Neulich im Fernsehen habe ich gesehen, wie Leute auf der Straße befragt wurden, ob sie denn schon in Weihnachtsstimmung wären. Aber was meinen die eigentlich mit Weihnachtsstimmung? Meinen die das Gefühl, wenn man feststellt, dass der Dezember bald schon halb zu Ende ist und man sich noch keine Gedanken über Geschenke gemacht hat? Diese Panik, die dann aufkommt, wenn man befürchtet, man müsse sich mit zu vielen anderen Menschen gleichzeitig samstags durch die Geschäfte drücken? Oder ist Weihnachtsstimmung das, was man empfindet, wenn man abends noch schnell was besorgen will und sich durch die Masse von Glühweinseligen durch den Weihnachtsmarkt drängeln muss, nur weil der Geldautomat zufällig irgendwo hinter den Häuschen steht? Oder ist es das Unverständnis, dass einen überkommt, wenn man die angebotenen Waren auf dem Weihnachtsmarkt sieht? Jedes Jahr die gleichen Schaffelle, Seifen, Kerzen, Plüschtiere. Ja, die Seife, die finde ich besonders kurios. Da kauft man dann eine teure handgemachte (mit Regenwasser) Seife mit einem Schleifchen drum für mehrere Euro und schenkt sie jemandem, der sie dann sowieso nur fürs Händewaschen nach dem Toilettengang verwendet. Ich zumindest hab keinen andere Verwendung für Seife.

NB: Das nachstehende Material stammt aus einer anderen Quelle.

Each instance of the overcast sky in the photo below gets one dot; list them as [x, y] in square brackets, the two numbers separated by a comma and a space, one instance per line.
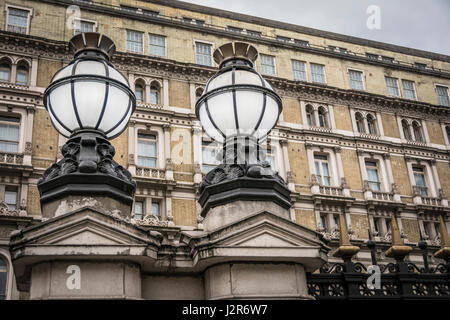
[420, 24]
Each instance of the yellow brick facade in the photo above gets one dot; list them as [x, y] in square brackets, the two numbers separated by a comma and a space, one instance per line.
[178, 73]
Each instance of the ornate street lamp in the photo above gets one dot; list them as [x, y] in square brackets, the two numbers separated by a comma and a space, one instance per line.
[89, 102]
[239, 108]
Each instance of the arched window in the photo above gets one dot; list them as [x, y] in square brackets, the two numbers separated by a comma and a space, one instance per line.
[310, 115]
[418, 136]
[323, 118]
[3, 278]
[447, 130]
[406, 132]
[360, 123]
[139, 91]
[198, 93]
[22, 73]
[155, 97]
[371, 124]
[5, 71]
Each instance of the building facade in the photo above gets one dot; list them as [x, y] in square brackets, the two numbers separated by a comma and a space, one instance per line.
[365, 128]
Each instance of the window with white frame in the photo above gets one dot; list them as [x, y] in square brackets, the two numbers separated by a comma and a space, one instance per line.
[373, 177]
[322, 170]
[406, 130]
[210, 151]
[156, 209]
[299, 70]
[417, 130]
[3, 278]
[310, 119]
[371, 124]
[323, 117]
[139, 90]
[157, 45]
[360, 122]
[83, 26]
[9, 134]
[267, 64]
[147, 152]
[271, 158]
[420, 181]
[11, 197]
[356, 79]
[392, 86]
[138, 210]
[317, 73]
[22, 73]
[408, 89]
[17, 20]
[135, 41]
[203, 53]
[5, 70]
[442, 92]
[155, 90]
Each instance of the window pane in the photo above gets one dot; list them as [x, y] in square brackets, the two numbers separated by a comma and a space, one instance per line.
[392, 87]
[154, 96]
[443, 96]
[17, 20]
[134, 41]
[155, 209]
[298, 70]
[408, 89]
[157, 45]
[138, 210]
[21, 77]
[267, 64]
[11, 199]
[356, 81]
[9, 137]
[317, 73]
[203, 53]
[4, 73]
[209, 156]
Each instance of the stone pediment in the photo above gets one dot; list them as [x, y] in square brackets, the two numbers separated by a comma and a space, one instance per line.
[84, 228]
[265, 229]
[263, 236]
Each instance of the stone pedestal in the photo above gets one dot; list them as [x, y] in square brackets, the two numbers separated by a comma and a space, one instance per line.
[85, 280]
[256, 281]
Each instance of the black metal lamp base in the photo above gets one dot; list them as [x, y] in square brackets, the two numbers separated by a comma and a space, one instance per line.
[231, 182]
[88, 168]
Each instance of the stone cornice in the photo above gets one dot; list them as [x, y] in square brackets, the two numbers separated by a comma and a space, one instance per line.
[115, 11]
[165, 68]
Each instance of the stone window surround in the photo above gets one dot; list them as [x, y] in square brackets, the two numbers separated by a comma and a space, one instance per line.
[147, 81]
[9, 278]
[147, 200]
[422, 124]
[435, 84]
[30, 15]
[365, 113]
[143, 41]
[329, 113]
[334, 162]
[444, 132]
[87, 20]
[274, 65]
[26, 114]
[213, 47]
[430, 174]
[32, 64]
[384, 168]
[162, 143]
[363, 78]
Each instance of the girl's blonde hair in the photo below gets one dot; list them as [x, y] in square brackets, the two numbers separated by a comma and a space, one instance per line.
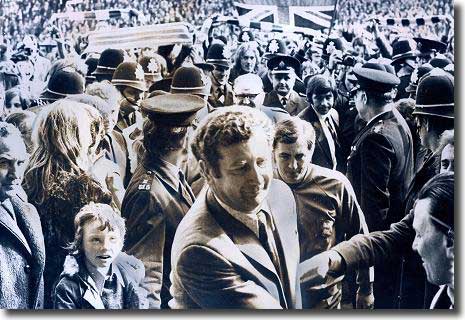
[58, 133]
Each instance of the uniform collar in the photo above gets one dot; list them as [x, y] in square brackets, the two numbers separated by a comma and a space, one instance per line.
[166, 170]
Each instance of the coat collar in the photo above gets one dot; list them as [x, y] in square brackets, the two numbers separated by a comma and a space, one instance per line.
[167, 175]
[74, 268]
[249, 246]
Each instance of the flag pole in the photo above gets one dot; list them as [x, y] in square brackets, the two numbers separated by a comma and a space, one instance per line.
[334, 17]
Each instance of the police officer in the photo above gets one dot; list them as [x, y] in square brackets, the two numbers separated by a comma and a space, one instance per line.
[158, 195]
[248, 90]
[284, 70]
[221, 91]
[63, 82]
[404, 60]
[380, 166]
[108, 61]
[129, 79]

Als ich Kind war, da hatten wir Weihnachtsstimmung. Die ganze Adventszeit bekamen wir bei Kerzenschein vorgelesen, sobald es draußen dunkel war. Am Wochenende gab’s Plätzchenbacken und Plätzchenessen. Manchmal haben wir auch gebastelt. Einmal durften wir Krippenfiguren selbst machen. Die waren aber leider so hässlich, dass wir schon wenige Jahre nach der Entstehung darum gebettelt haben, die Figuren entsorgen zu dürfen, auch wenn die Eltern noch so stolz auf die kindlichen Bastelversuche gewesen sind. An Heiligabend wurde der Baum reingeholt und erstmal unter Gefluche unseres Vaters abgesägt und zugespitzt. Einen Baum kaufen, der ins Wohnzimmer passt, ist nämlich langweilig. Den dann in diesen altmodischen Christbaumständern mit drei Schrauben gerade zu bekommen, war die nächste Herausforderung. Dann durften wir ran und alles an den Baum hängen, was wir wollten. Manchmal wurden wir von Nachbarn oder Bekannten belächelt, weil unser Baum bunt allen Christbaumschmuck enthielt. Holzschmuck, Glaskugeln, Selbstgebasteltes, rote Kugeln, silberne Kugeln, blaue Kugeln, Glitzerketten, usw. Da war keine Linie zu erkennen, keine Farbe im Vordergrund. Danach dann auf den Abend warten. Das war noch Weihnachtsstimmung.

Je älter man wird, umso kürzer hält die Stimmung an. Der Dezember ist zu kurz. Da zwischen Arbeit, Vereinsverpflichtungen, Freunden und allem, was unbedingt dieses Jahr noch erledigt werden muss, Zeit zu finden zu backen oder Kerzen anzuzünden, ist nicht so einfach. Und so fängt Weihnachtsstimmung für mich meistens erst dann an, wenn ich frei habe und nach Hause fahre. Wenn ich endlich Ruhe finde, alte Freunde wiedertreffe und mich freue, dass unser Baum noch immer so bunt geschmückt ist wie früher. Wenn mich also jemand Anfang Dezember nach Weihnachtsstimmung fragt, nur weil die Stadt ihre Lichterketten aufgehängt hat, da kann ich nur den Kopf schütteln.